Keeping track of free space on the disk

The file system has to keep track of free blocks of memory. There are two widely used systems for this. Some systems maintain a linked list of free blocks, while others keep track of free blocks with a bitmap. With a linked list, when memory becomes freed because a file is deleted, a pointer to that block of memory is simply added to the list, and when a new block of memory is needed because a new file is created or because an existing file grows, the system just has to find any available free block and remove it from the list.

If the system uses bitmaps, a bitmap is maintained in memory, with one bit corresponding to each block. When a block becomes freed, its corresponding bit is set to 0, and when a new block is needed, its bit is set to 1.

Improving File System Performance

Processing speed has improved much faster than disk access speed, which means that the bottleneck in many processes is disk access. Anything that might reduce the number of disk accesses can dramatically improve performance. There are a number of methods that file systems use to accomplish this.

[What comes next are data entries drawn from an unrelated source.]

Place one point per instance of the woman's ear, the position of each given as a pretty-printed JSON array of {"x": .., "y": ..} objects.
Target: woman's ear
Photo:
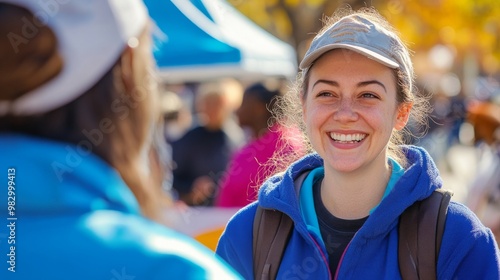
[
  {"x": 127, "y": 68},
  {"x": 403, "y": 115}
]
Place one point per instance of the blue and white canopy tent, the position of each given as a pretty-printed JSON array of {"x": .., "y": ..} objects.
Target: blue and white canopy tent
[{"x": 198, "y": 40}]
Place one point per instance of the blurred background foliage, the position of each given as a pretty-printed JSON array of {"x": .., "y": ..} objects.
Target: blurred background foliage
[{"x": 461, "y": 36}]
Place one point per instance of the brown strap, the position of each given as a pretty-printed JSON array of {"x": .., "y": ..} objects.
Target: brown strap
[
  {"x": 420, "y": 233},
  {"x": 271, "y": 232}
]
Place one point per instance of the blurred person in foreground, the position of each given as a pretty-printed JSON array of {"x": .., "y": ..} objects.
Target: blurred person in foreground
[
  {"x": 251, "y": 165},
  {"x": 202, "y": 154},
  {"x": 78, "y": 146},
  {"x": 354, "y": 97}
]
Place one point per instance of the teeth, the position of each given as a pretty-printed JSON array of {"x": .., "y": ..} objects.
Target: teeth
[{"x": 347, "y": 137}]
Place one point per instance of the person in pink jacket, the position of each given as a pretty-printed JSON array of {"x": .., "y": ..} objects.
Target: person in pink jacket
[{"x": 251, "y": 165}]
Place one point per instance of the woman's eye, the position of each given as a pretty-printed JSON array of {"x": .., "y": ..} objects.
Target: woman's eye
[
  {"x": 369, "y": 95},
  {"x": 324, "y": 93}
]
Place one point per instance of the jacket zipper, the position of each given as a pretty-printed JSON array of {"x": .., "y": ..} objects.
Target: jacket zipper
[
  {"x": 341, "y": 259},
  {"x": 322, "y": 256}
]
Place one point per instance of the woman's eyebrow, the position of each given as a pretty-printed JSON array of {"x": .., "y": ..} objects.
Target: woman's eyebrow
[
  {"x": 366, "y": 83},
  {"x": 360, "y": 84},
  {"x": 329, "y": 82}
]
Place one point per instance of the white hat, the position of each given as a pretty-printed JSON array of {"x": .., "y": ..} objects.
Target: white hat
[
  {"x": 357, "y": 33},
  {"x": 92, "y": 34}
]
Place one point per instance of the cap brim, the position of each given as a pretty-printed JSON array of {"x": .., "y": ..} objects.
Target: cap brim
[{"x": 310, "y": 58}]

block caching storing a collection of blocks that logically belong in the file system, but are kept in memory The file system uses a hashing system to determine if a block is in the cache.
Note that as with any caching system, you need a page replacement algorithm.
If an inode is read into the cache, modified, but not written back, an inconsistent file system can result. As a result, inodes (and other blocks which maintain file system consistency) should always be written to disk immediately.
Unix has a command sync which writes all modified blocks in the cache to disk. This is run every 30 seconds or so.
Block Read ahead When a request to read block n is read, also read block n+1, n+2, .... Modern file systems with large memories can carry this to the extreme of reading a whole file into memory when it is first opened.
Reducing Disk Arm Motion - If an Inode is stored near the actual data, disk arm movement can be reduced because when the file is opened, the Inode is read into memory, and if the system is using block read ahead, much of the file is then read into memory, often before the first read operation.

Block Size

The block size is an important design decision for file systems. Obvious candidates are sector size, or page size. A larger block size results in fewer seeks and rotational delays, but more internal fragmentation. The median file size in UNIX is about 1K, and so if the block size is 4K, the majority of files can fit in a single block. However, if a file is, say, 500 bytes, there is 3.5 K of wasted disk space.

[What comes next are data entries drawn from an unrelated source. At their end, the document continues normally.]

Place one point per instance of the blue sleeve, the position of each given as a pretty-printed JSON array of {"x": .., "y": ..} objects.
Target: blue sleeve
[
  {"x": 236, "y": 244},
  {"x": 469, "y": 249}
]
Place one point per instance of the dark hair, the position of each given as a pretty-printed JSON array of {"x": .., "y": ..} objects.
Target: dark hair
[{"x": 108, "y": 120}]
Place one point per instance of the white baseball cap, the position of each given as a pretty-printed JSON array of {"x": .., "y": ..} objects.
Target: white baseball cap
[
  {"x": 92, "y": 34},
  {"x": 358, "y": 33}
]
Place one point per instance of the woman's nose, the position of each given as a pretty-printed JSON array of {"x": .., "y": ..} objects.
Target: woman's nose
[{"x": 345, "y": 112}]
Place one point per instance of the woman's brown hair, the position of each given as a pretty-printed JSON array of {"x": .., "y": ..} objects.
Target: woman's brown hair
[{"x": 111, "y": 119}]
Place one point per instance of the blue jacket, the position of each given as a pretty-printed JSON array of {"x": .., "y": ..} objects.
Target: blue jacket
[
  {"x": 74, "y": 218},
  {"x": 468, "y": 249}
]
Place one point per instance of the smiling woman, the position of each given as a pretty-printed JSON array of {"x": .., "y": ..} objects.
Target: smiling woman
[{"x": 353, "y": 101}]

Disk is now inexpensive, and disks are very large, so the wasted space of fragmentation is less of a problem than it used to be.

Log Structured File Systems

If a System has a large cache, most reads and writes are to cache rather than to disk. This means that the vast majority of disk accesses are writes, not reads. Writes are often done in small chunks. To create a new file, a directory entry has to be written, an inode has to be written, and the actual data has to be written. (For example, if the user enters the shell command
ls -l > temp
the system has to create a new file). These cannot be buffered.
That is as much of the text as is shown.